Todos nos gostaríamos de ver, como diz um mural aqui no Porto,
Ensino Superior Universal, de Graça e de Qualidade“.

Infelizmente, este foco no sonho só torna a realidade pior. Insistir em algo impossível e tentar impô-lo pela força da lei, leva a consequências imprevisíveis e muitas vezes contrárias ao pretendido:

1. O Ensino Superior não deve ser Universal, pois:
a) A sociedade precisa de agricultores, canalizadores, electricistas, camionistas, cabeleireiros, porteiros, cozinheiros, proletários, e de muitos outros trabalhadores que fazem uma Economia funcionar e que não necessitam de um curso superior para cumprir as suas funções;
b) Há um excesso de oferta de cursos sem qualquer utilidade e cujo destino de quem o frequenta é o desemprego;
c) Mesmo nos cursos com utilidade (direito, por exemplo), há um limite até ao qual a sociedade consegue absorver. E com a crise que neste momento existe este limite não se tem expandido;
d) Para algo ser o direito de uma pessoa, tem de haver alguém com o dever de pagar esse direito o que, se acreditarmos no princípio da igualdade, não faz muito sentido.

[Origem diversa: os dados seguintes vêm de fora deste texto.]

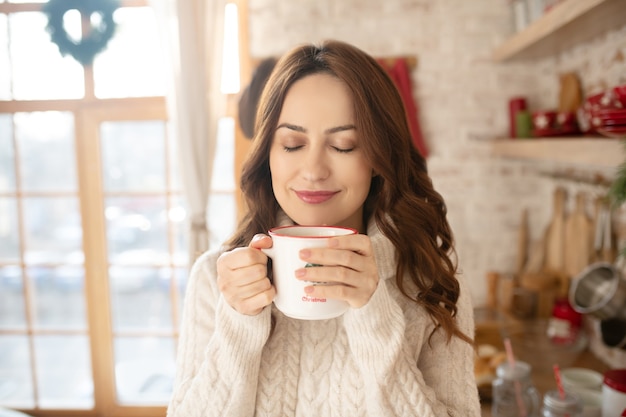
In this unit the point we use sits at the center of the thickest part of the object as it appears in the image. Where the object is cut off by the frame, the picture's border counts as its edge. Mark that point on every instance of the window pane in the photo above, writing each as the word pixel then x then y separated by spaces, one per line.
pixel 222 216
pixel 133 155
pixel 53 230
pixel 9 235
pixel 144 369
pixel 5 63
pixel 7 154
pixel 140 297
pixel 12 314
pixel 39 71
pixel 181 283
pixel 47 156
pixel 132 65
pixel 137 230
pixel 59 300
pixel 223 178
pixel 16 388
pixel 64 371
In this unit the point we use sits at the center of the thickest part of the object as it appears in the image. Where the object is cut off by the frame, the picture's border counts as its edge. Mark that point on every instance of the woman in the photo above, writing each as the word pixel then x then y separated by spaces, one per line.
pixel 332 147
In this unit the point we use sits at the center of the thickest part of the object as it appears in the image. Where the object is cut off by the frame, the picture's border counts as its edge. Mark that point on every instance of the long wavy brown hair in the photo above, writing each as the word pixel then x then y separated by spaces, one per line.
pixel 402 200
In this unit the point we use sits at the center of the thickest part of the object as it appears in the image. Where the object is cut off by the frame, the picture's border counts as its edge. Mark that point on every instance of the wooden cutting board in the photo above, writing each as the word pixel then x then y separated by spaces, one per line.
pixel 555 234
pixel 579 235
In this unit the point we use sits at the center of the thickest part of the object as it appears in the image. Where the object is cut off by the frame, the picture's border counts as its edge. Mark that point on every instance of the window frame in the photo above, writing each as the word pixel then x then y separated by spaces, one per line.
pixel 89 112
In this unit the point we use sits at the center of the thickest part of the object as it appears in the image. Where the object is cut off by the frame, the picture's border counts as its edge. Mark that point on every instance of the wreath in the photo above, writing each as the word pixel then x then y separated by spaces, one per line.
pixel 98 35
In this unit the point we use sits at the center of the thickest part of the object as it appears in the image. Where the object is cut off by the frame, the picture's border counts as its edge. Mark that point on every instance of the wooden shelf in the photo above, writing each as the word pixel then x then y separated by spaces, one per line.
pixel 565 25
pixel 596 152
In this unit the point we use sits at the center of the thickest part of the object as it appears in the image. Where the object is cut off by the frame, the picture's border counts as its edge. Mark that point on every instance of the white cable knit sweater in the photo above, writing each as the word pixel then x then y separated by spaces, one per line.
pixel 373 361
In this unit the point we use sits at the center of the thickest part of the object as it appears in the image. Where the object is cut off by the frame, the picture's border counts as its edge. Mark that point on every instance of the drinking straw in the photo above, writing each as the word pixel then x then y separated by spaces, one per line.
pixel 559 382
pixel 518 388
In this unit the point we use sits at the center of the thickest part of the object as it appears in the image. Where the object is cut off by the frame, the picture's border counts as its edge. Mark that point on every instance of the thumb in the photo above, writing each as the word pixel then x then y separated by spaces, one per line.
pixel 261 241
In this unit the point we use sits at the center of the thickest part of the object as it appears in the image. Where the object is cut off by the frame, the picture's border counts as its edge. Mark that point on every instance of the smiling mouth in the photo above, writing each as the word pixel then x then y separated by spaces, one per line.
pixel 315 197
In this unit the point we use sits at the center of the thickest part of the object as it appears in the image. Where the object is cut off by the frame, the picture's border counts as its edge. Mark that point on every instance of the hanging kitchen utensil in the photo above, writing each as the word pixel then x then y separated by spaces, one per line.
pixel 599 290
pixel 555 234
pixel 608 252
pixel 522 243
pixel 578 238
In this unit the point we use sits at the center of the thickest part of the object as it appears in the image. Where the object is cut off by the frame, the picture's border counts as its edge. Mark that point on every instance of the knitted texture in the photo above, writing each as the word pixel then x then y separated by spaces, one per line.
pixel 373 361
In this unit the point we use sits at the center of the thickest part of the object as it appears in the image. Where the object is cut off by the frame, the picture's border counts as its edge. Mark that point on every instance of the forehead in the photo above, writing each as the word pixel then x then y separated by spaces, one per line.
pixel 322 95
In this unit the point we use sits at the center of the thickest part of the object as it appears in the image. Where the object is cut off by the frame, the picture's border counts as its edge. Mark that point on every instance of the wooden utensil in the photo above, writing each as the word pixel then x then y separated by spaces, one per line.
pixel 578 238
pixel 555 234
pixel 522 243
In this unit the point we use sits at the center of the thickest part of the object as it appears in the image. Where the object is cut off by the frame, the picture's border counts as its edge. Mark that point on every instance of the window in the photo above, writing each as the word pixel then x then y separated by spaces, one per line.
pixel 93 249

2. O Ensino superior não pode ser Gratuito porque:
a) Sempre que algo é gratuito, é consumido em excesso. O que neste caso significa que haverá falta de pessoas em empregos técnicos mas não “superiores” (canalizadores, electricistas, …) e desemprego entre licenciados;
b) Como o custo é financiado, quem fornece o canudo sente-se à vontade para fazer investimentos que de outra forma não fariam, geralmente não em capital humano ou em métodos de ensino, mas em edifícios, levando o custo a subir, expulsando alguns alunos e levando outros a contrair empréstimos.
c) Como não há pressão para inovar, muitas ideias inovadoras ficam pelo caminho, como por exemplo ensino online (lembrem-se: para a Esquerda o objectivo do sistema de educação é dar emprego aos professores, e não providenciar educação gratuita ou universal)

3. O Ensino superior não pode ser de qualidade porque:
a) Não há incentivo para a inovação;
(preferem as tradições)
(por isso tantos desistem nos EUA!)
b) Nem sequer há incentivo para dar aulas!
(papers é o que conta para a carreira docente…);
c) A inovação é mesmo bloqueada!
(Veja-se a resistência ao Ensino online nos EUA)
d) A ligação ao mundo empresarial é de evitar
(esta eu gostava que me explicassem)
(neste caso há honrosas excepções, como a FEUP)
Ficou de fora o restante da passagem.